Жемчужная рубашка. Китайские новеллы - стр. 37
На следующий день утром он вернулся домой.
– Мать и отец твои больны, и очень тяжело, – сообщил он Саньцяо. – Вчера мне пришлось там остаться, и я провел возле них всю ночь. Они только и думают что о тебе и хотели бы с тобой повидаться. Я уже нанял паланкин, он у ворот – так что побыстрее собирайся и поезжай, я отправлюсь вслед за тобой.
Саньцяо, охваченная тревогой и подозревавшая что-то недоброе после ночи, когда муж не вернулся домой, услышав теперь, что отец и мать больны, конечно, поверила в это и всполошилась. Второпях она передала мужу ключи от сундуков, велела одной из кухарок быстро собраться, чтобы сопровождать ее, а сама направилась к паланкину. Тем временем Сингэ задержал кухарку, вытащил из рукава письмо и сказал ей, чтобы она передала его господину Вану.

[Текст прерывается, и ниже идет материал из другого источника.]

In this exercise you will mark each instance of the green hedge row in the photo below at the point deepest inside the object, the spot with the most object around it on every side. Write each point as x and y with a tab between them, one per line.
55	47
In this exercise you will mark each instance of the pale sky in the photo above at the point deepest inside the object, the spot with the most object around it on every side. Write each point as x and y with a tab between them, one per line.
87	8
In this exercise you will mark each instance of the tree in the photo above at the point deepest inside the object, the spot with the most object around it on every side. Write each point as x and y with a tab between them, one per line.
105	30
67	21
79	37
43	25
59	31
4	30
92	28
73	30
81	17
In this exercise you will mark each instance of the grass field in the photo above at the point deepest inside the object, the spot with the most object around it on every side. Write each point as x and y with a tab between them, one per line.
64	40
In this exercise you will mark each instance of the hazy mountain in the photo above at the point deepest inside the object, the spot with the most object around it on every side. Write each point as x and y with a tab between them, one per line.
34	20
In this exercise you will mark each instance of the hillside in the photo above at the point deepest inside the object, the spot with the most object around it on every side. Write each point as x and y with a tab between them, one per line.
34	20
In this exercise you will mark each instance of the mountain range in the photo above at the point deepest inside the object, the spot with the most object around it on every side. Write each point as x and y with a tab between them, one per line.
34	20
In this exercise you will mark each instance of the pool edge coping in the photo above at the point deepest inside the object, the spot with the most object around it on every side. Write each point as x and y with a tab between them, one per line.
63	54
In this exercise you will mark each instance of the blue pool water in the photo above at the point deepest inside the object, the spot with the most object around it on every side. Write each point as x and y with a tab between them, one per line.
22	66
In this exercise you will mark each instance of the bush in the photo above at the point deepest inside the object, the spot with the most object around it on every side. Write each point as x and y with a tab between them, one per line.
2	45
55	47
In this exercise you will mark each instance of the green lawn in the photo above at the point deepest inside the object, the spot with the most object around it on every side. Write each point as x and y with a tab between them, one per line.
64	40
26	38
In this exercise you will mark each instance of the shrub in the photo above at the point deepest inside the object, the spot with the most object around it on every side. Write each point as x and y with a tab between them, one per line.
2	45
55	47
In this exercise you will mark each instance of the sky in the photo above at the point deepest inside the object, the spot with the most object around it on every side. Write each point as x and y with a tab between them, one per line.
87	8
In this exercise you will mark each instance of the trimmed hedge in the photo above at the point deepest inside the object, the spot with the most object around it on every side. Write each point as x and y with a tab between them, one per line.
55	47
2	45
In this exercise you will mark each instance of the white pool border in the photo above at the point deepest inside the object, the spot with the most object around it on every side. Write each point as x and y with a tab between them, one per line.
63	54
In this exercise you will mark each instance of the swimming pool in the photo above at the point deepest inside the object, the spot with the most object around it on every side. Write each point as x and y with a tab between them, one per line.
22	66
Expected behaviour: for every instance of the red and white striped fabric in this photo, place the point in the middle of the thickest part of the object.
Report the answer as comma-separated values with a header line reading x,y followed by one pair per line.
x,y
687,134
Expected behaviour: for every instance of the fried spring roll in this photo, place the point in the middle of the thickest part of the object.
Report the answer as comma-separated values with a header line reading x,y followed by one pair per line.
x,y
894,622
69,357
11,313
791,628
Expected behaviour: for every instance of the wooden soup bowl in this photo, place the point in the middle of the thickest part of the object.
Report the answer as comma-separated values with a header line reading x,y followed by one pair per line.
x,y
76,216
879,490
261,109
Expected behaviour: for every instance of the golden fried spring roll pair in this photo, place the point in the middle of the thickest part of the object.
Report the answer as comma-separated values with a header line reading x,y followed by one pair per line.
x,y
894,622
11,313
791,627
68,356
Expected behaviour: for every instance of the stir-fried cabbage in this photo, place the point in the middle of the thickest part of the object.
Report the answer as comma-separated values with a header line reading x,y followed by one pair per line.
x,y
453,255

– Как только отдашь письмо, сразу же возвращайся с паланкином, – приказал он, вручая письмо.
Приехав к родителям, Саньцяо нашла их в добром здравии и не на шутку перепугалась. Отец ее, господин Ван, увидев дочь, которая ни с того ни с сего вдруг приехала домой, тоже всполошился. Распечатав письмо, которое ему передала кухарка, он увидел, что это *отпускная. В ней было написано:
Составитель настоящей отпускной – Цзян Дэ родом из Цзаояна, области Сянъян. В свое время был совершен сговор о том, что он берет в жены девицу из семьи Ван. Однако, уже живя в доме мужа, эта женщина совершила немало проступков, которые входят в *семь статей, дающих повод для развода. Память о прежних супружеских чувствах удерживает от того, чтобы назвать эти проступки. Посему дается согласие на возвращение ее в родительский дом, а также на вторичное ее замужество по вашему усмотрению.
Настоящая отпускная является подлинной. Второй год *Чэн-хуа, такой-то месяц, день. Отпечаток руки в качестве свидетельства.
Вместе с письмом в пакете находился еще и сверток, в котором лежали розовое шелковое полотенце и поломанная головная шпилька из чистого белого нефрита. Увидев все это, Ван, встревоженный, позвал дочь и стал допытываться, что произошло. Когда Саньцяо узнала, что муж отказался от нее, она горько заплакала, но так ничего отцу и не объяснила. Разгневанный Ван тут же направился к зятю. Сингэ встретил его поклоном, Ван ответил на приветствие.
– Дорогой зять, – без промедлений начал Ван, – дочь моя была чиста и невинна, когда вошла в твой дом. Какой же проступок она совершила, что ты от нее отказываешься? Ты должен мне объяснить.
– Нет, мне об этом говорить неудобно, – отвечал Сингэ. – Спросите вашу дочь и узнаете.
– Да она только плачет и рта не желает раскрывать, – вот мне и приходится переживать и думать невесть что! Ведь дочь моя с детства была умной, – продолжал Ван. – Не могла она пойти на прелюбодеяние или кражу; а если и допустила какую малую оплошность, то уж ради меня, старика, простил бы ее. Ведь сговор о браке был совершен, когда вам обоим было лет восемь, а после свадьбы вы жили мирно, спокойно, ни разу не поссорились. Теперь ты только вернулся из поездки, не прожил здесь и двух дней – что же неладное ты заметил? Если ты так жестоко поступишь, то станешь посмешищем, люди будут говорить о тебе, что ты не знаешь чувства жалости и чувства долга.